Table talk

01 January 2000
Table talk

1. Ignore the stuffed birds in reception Regal hotels has renamed itself Corus; Choice Hotels has become Friendly. But if there was ever a candidate for corporate rebranding it has to be the hotel I visited in Brussels last week, which seems to be part of a chain called Stabotel International. With a name that conjures up images of Hitchcock's Psycho, it seems rather unwise that the most visible use of the firm's logo is on the toiletries provided in the shower.

1. Now fighting fit with added beef Another candidate for rebranding would seem to be the Scottish Quality Beef and Lamb Association, better known as SQBLA (or "squabbler"), which makes them sound like a right bunch of bruisers. Still, it could be worse. The association was formerly known as the SQLA (Scottish Quality Lamb Association), pronounced "squalor".

1. So that'll be two ducks and one soup… It's that time of year again, when Table Talk begins to scour the Christmas menus for originality (very hard) or largesse of language (very easy). First off the starting block for flummery is the Alderley Edge hotel in Cheshire. Try this for a succinct menu item: "Gressingham duckling roasted in ginger and lemon oil with a fritter of its own leg arranged around a sweet onion parcel napped with a corn syrup sauce". Wonder what happened to the obvious accompaniment of a medley of woodland fungi infused with the scent of wild rosemary and thyme, bathed in an organic vegetable broth?

1. Served with a free can of Champagne If your idea of a luxury pizza topping is double pepperoni with extra olives, then you'd better not go for the house special at the Moscow branch of Pizza Express. Oozing through the layer of cheese is nothing less than a generous helping of caviare. Despite Russia's current economic gloom, the £120 pizzas are reported to be selling well.

1. Copyright's too tight to mention Rock, pop and fashion stars are finding that running a restaurant is a much more rocky road than being a celebrity customer.

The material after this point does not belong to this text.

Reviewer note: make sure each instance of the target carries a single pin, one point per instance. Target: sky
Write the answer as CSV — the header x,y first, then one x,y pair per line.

Supermodels Naomi Campbell and Elle MacPherson have seen their Fashion Café chain run into problems recently and now it's the turn of Mick Hucknall, the flame-haired songster from pop band Simply Red.

Seems his Manchester café-bar Baráa has fallen foul of Spanish footie club FC Barcelona, whose nickname is also Baráa. The club's lawyers have objected to Hucknall's attempt to register the name as a trademark, claiming people might be confused. Let's hope not. We don't want 50,000 Catalans turning up at the café on a Saturday afternoon hoping to see a football match. How would the waiters cope?

1. Both the hits, all the time The good-looking new bar at Claridge's hotel in London is attracting an eclectic mix of drinkers, from old ladies appropriately drinking White Lady cocktails, to casually dressed music types knocking back Krug non-vintage at £24 a glass. But the bar did appear to have a music problem on a recent Sunday evening, when two albums were repeated ad nauseam - Sade and the Beautiful South. The apologetic barman explained that the hotel had no music of its own, so he had to bring in CDs from home and these were the two that came to hand.